Credit card companies often seem to encourage some level of kiting, since they advertise balance transfers, cash advances and devices like so-called “convenience checks” that make moving debt from one card to another easy.

This shuffling of debt can be smart money management, if you’re taking advantage of low promotional interest rates, etc. And, as we’ve noted, even credit counsellors suggest moving credit card debt around to avoid maxing out any one card.

But make sure that you have enough income to cover the debts when you make these moves. Otherwise, it can look like a fraudulent scheme. Another Massachusetts bankruptcy court decision—2004’s MBNA America Bank v. Joan Ashland—offers an example of this.

Joan Ashland and her husband, John, owned their home in West Yarmouth, Massachusetts, where they lived with their three young children. There were domestic difficulties and John left the home about November 2001. He failed to make regular child-support payments; and Joan, who’d worked as a “personal care assistant”, could no longer take overnight assignments since her husband wasn’t home with the children. This sharply reduced her income.

John left a number of items behind when he left. One was a balance on a “Citi Drivers Edge Gold Card.” Although the card was in his name, both spouses had used it. By agreement between them, Joan had made the payments on the card and she’d never been late.

However, in February 2002, the issuer notified Joan that it intended to increase the rate on that card from 8.9 percent to 25 percent, based upon other aspects of her credit history. As a result, the payment which she was accustomed to make would result in a monthly principal reduction of only $2.

Meanwhile, her money problems were mounting. She made an appointment with a bankruptcy lawyer and took stock of her finances.

Some months earlier, Joan had obtained a credit card from MBNA. That card was in her name only.

Each monthly statement from MBNA was accompanied by three checks, called “convenience checks.” These checks could be used by the card holder for debt consolidation or consumer purchases. Their amounts were applied against the card’s credit limit and carried a low promotional interest rate.
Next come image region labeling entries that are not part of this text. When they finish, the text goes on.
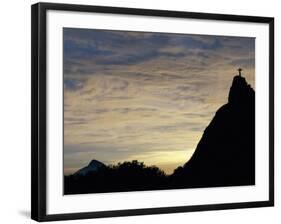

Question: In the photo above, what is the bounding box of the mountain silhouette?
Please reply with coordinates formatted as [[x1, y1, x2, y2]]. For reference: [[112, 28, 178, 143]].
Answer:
[[74, 159, 106, 176], [64, 74, 255, 194], [172, 76, 255, 187]]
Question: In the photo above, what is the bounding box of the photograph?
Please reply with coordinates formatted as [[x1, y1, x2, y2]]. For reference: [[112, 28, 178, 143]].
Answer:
[[62, 27, 255, 195]]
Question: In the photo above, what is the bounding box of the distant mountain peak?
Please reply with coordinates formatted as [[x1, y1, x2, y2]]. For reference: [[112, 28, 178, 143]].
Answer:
[[74, 159, 106, 176]]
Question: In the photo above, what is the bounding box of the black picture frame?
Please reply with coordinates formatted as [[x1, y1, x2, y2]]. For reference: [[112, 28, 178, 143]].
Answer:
[[31, 3, 274, 221]]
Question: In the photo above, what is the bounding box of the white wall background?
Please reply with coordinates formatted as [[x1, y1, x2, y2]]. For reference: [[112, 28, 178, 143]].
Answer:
[[0, 0, 281, 224]]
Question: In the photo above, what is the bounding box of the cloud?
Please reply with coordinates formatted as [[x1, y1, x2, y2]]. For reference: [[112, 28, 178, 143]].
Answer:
[[64, 28, 255, 172]]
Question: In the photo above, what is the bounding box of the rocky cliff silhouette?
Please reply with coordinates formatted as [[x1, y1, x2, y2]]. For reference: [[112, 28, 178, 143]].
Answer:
[[64, 74, 255, 194], [171, 76, 255, 187]]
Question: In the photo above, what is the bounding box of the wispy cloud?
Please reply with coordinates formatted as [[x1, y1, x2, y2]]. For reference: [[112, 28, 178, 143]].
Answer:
[[64, 28, 255, 172]]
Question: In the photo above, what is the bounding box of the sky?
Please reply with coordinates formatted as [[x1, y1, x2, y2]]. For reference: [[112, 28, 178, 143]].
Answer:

Dismayed by the increased rate on the Citi card, Joan took advantage of the MBNA convenience checks. In late February, she used a check for more than $7,000 to pay off the Citi card balance.

A few weeks later, she deposited a second MBNA check for about $3,000 into her bank account. She used the funds for mortgage payments, a dentist bill and a retainer to…the bankruptcy lawyer.
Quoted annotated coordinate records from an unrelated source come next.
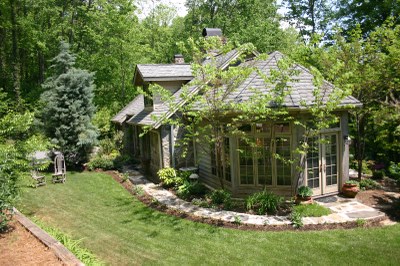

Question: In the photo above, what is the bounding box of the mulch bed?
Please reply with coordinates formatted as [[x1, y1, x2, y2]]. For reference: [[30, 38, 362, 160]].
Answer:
[[105, 171, 386, 231], [356, 180, 400, 222], [0, 220, 64, 265]]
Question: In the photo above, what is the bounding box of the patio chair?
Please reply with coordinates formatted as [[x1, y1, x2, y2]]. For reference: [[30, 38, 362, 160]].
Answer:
[[31, 169, 46, 188], [52, 153, 67, 183]]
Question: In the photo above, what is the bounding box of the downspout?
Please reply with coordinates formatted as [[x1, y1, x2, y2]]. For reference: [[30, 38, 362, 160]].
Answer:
[[169, 125, 175, 168]]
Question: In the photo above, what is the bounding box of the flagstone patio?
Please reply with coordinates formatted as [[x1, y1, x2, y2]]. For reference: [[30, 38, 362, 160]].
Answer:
[[129, 170, 385, 225]]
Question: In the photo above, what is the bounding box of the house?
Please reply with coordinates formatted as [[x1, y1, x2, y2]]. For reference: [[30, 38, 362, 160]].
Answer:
[[112, 29, 361, 200]]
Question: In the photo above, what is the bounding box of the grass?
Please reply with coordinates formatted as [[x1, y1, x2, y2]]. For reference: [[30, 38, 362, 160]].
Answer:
[[34, 219, 103, 265], [293, 203, 331, 217], [18, 172, 400, 265]]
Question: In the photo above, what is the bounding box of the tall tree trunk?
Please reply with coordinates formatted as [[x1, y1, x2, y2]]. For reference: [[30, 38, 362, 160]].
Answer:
[[38, 49, 45, 84], [10, 0, 21, 108]]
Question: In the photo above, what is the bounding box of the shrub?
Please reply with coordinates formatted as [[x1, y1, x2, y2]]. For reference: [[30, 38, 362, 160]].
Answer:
[[372, 170, 385, 179], [389, 162, 400, 181], [157, 167, 183, 187], [176, 180, 206, 200], [208, 189, 232, 210], [87, 155, 114, 171], [360, 179, 380, 189], [246, 190, 283, 215], [113, 155, 134, 170], [297, 186, 313, 198], [289, 211, 303, 228], [293, 203, 331, 217], [345, 180, 358, 185]]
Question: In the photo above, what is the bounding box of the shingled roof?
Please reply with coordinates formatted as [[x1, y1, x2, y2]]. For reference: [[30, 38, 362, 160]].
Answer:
[[113, 50, 361, 128], [227, 51, 361, 109], [135, 64, 193, 85]]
Joan and her bankruptcy lawyer discussed various options. In mid-March, just a few days after using the second MBNA check, she gave her lawyer authority to file bankruptcy on her behalf.
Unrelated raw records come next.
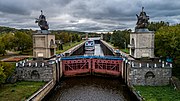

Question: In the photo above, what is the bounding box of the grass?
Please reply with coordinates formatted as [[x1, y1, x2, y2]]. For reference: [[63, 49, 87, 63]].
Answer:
[[0, 81, 45, 101], [56, 41, 83, 54], [135, 85, 180, 101]]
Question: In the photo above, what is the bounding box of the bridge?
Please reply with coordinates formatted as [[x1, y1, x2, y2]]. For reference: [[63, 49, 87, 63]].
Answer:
[[16, 38, 172, 99]]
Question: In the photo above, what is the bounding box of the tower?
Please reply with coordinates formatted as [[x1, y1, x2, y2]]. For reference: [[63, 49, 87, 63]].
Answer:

Joan testified that, when she used the convenience checks, she intended to repay MBNA. But the meetings with the bankruptcy lawyer undermined that claim. The judge found Joan’s testimony “less than credible” and ruled:

[Joan Ashland] was planning bankruptcy at the time that she used the convenience checks. …The representation was made with intent to deceive.

So, the debt she’d run up on the MBNA card would stay in place, even after her bankruptcy.